Pensé que el nivel de repulsión que me provocaba Gladys podía competir con el que me producía Eduardo. La abundancia de detalles insignificantes, su digresión, su recurrente camino a las descripciones de flores y primores, el tono de catequista, santurrona, de asistente de sacristía me hacía sospechar que tras sus modales recatados se escondía una depredadora, una ninfómana insaciable, capaz de invitarte a atravesar todos los límites convencionales y a asumir su rol de profesora dispuesta a acompañarte a descubrir tus más bajos instintos. La imaginé recatada con su esposo y desinhibida con el cura párroco. A mi lado Eduardo se veía nervioso. Encendió otro cigarrillo, aclaró la voz y nos habló sin preámbulos.

Noté que las manos le temblaban un poco, como a aquellos alcohólicos que llevan horas de abstinencia y están al límite de sus fuerzas.
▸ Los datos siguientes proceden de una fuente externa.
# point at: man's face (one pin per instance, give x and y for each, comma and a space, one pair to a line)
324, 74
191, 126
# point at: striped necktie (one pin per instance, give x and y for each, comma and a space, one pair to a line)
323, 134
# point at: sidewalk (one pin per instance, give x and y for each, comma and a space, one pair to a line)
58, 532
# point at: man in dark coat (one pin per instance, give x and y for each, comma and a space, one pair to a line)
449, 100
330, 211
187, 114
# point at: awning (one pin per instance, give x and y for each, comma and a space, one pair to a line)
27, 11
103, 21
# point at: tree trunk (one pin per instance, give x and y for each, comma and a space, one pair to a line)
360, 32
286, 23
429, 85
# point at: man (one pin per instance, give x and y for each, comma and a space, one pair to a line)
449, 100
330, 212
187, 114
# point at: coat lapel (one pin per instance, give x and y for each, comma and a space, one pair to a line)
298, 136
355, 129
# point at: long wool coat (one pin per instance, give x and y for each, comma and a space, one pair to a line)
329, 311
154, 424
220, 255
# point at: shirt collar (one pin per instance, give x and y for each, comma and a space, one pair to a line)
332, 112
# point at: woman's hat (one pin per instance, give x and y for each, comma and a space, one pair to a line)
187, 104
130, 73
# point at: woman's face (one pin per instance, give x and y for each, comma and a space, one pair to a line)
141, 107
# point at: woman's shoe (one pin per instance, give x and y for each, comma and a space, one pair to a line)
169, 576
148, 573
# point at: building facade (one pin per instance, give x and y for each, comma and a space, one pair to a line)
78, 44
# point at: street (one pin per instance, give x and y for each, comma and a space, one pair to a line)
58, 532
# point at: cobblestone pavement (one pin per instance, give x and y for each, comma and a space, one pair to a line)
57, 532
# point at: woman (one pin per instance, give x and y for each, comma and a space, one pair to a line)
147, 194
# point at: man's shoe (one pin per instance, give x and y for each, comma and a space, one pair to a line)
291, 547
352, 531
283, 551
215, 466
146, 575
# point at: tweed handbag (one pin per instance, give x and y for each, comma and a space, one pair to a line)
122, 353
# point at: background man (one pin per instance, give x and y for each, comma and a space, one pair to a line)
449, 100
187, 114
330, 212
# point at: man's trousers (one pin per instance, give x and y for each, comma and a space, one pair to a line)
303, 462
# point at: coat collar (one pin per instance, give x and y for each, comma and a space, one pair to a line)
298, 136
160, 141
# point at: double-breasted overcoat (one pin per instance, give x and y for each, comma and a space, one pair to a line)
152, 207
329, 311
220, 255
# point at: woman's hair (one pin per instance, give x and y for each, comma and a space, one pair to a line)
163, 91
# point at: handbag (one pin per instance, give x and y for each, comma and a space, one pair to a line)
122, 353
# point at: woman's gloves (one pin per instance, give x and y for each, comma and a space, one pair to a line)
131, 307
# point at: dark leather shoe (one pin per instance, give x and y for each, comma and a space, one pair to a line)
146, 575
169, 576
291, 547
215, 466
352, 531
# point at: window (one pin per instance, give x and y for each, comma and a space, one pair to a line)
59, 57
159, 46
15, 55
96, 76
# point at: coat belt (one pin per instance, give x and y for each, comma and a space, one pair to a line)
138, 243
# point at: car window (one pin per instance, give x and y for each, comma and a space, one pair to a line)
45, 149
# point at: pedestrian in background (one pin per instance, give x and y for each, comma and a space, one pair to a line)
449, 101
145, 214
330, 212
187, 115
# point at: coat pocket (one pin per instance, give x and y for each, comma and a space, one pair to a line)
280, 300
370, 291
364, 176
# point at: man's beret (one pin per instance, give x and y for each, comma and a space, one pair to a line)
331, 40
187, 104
El silencio nos envolvía y de alguna manera misteriosa nos hermanaba. A diferencia de lo que ocurrió con los demás cuando hablaron todos quedamos estáticos, hipnotizados por su figura y su voz firme. Tomó un sorbo de café casi frío y nos condujo como a presas a un oscuro laberinto. Allí, frente a nosotros, sin ningún tipo de remordimiento estaba sentado un asesino. Me pareció que disfrutaba de la emboscada a su víctima, de tomarla por sorpresa, de percibir su miedo para hundir una y otra vez su puñal y cobrarse una traición. Tuve miedo. Lo noté en trance, excitado y peligrosamente violento. Los detalles para borrar las huellas del crimen que había cometido certificaban su premeditación, su trabajo de inteligencia y su fría eficacia. Nadie supo que decir cuando concluyó y nos miró a los ojos. Oscar aplaudió. El resto nos sumamos a los aplausos después.

Me costó salir del trance y me despabiló el viento frío al atravesar la puerta del bar rumbo a la calle. Cuando encendí un cigarrillo Miriam se subía a un taxi y con él se esfumaba mi oportunidad de hablarle. Eduardo pasó a mis espaldas y dijo algo parecido a un saludo que correspondí. Ese tipo oscuro y despreciable había traído al taller el mejor cuento de la noche.